Disclosure since I build in this area: FSB is the browser layer I made for OpenClaw style agents, with owned Chrome tabs, DOM inspection, screenshots, and MCP tools for real sites: https://github.com/LakshmanTurlapati/FSB
The big practical lesson is to make browsing state observable. If the agent cannot prove which page it checked and why it rejected each product, it is probably just doing web flavored brainstorming.
BigYoSpeck@reddit
Without knowing what your requirements and prompt was we can only hazard guesses at the issue
First, LLMs and openclaw aren't magic
Secondly Sonnet it magnitudes more intelligent than Gemma 4, especially the 26B mixture of experts version
Gemma 4 in an autonomous agent harness like this is going to be hit and miss. These things run in huge loops, churning tokens and building large contexts. At a certain point the architecture of Gemma is only going to have a coarse grained understanding of the task and specifics are likely to be lost. Qwen3.6 is probably a better agent model though there's a good chance it will generate long thinking traces
The language you prompt with is important. Use assertive, instructive language. Avoid prompts that are questions, and make them certain instructions
For example don't prompt "can you find", just instruct it to find. For constraints for things like things you don't want use instructions like "must not"

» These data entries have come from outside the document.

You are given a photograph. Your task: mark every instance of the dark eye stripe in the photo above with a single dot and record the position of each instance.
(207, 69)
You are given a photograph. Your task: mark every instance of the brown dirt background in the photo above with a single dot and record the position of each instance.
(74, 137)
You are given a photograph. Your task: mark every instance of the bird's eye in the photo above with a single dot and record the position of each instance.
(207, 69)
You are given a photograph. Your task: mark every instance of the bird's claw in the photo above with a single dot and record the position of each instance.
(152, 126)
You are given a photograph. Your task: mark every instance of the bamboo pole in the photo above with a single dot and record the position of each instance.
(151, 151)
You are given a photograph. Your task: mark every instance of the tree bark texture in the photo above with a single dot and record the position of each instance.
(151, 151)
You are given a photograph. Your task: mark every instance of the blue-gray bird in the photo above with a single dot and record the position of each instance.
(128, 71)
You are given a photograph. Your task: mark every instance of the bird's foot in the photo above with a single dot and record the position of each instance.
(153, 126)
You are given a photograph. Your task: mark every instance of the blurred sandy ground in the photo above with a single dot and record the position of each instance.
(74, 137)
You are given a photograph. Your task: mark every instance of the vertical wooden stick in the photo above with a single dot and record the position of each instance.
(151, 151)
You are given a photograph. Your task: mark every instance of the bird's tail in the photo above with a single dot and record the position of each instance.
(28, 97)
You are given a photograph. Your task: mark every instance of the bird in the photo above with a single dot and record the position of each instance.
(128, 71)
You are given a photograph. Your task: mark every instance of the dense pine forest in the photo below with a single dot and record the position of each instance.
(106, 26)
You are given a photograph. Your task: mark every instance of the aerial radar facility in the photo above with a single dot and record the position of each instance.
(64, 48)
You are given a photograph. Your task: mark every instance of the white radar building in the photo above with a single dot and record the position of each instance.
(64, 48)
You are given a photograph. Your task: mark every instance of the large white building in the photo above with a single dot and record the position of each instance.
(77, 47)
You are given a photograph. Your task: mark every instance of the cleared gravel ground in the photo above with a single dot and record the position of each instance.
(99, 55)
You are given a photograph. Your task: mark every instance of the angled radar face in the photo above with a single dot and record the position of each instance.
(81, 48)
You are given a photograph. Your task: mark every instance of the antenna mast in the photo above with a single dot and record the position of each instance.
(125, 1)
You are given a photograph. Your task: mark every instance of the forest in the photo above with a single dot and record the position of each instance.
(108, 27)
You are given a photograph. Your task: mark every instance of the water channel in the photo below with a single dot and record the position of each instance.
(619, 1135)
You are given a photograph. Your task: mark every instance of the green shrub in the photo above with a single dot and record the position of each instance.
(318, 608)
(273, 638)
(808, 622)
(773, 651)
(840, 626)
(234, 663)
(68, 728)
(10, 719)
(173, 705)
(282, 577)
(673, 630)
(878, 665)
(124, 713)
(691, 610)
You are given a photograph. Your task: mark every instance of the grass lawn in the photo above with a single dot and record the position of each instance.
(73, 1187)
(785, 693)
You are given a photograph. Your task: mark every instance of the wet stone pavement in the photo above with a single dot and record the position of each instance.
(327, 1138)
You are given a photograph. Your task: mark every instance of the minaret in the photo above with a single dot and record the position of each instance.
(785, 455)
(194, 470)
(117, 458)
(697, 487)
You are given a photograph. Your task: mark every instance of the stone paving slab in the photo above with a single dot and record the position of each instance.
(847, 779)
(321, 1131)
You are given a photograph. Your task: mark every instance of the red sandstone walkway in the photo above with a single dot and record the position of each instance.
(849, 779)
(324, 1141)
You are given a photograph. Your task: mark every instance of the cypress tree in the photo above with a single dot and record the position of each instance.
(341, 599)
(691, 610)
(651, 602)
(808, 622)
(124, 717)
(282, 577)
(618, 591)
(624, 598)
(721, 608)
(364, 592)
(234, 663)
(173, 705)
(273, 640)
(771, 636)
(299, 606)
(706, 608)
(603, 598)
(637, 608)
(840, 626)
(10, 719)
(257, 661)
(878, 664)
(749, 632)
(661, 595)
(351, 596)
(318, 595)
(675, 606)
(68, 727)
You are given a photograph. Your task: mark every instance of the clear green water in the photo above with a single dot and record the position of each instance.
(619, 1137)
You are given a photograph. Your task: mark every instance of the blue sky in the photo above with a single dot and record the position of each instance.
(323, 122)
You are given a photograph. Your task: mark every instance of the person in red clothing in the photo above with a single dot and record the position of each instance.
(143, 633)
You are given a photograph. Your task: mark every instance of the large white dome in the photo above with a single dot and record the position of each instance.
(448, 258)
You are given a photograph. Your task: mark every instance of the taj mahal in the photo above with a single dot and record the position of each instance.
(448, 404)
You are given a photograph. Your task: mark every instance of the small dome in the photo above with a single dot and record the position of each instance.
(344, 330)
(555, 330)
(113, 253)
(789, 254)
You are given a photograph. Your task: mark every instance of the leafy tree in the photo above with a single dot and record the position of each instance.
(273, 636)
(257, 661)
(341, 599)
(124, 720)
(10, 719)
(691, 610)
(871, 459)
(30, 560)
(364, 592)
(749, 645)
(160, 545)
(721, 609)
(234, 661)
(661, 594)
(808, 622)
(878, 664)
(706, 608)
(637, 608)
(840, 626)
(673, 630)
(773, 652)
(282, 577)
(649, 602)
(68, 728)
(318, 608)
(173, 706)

Final tip is don't spend time back and forth refining their work. If they get it wrong from your first prompt, start again with a modified prompt. Their work is disposable, don't fall into the sunk cost fallacy trap of guiding them when they make mistakes, adjust the starting prompt to avoid that mistake happening from the first shot
OutlandishnessIll466@reddit
Jup, agents are not magic. I also had higher hopes, but it turned out you also still need to tell them HOW exactly it should complete your task. It's still a junior. I asked it to promote my website, but without telling exactly what to do it's not going to get anywhere.
HelpfulHand3@reddit
have you tried "research" mode on Gemini, Claude or ChatGPT? that's closer to what you want. there are already deep research frameworks on github that you can use for your local models.
YearnMar10@reddit
That’s just the instructions and the framework surrounding it. If you want something more sophisticated you have to instruct precisely how the agent shall search, how to follow up, how to make deep dives etc
To improve it even more, you can program something around it that enforces a few of those research loops.
AI is smart, but for making them work for minutes or hours, you need to have a sophisticated framework surrounding it.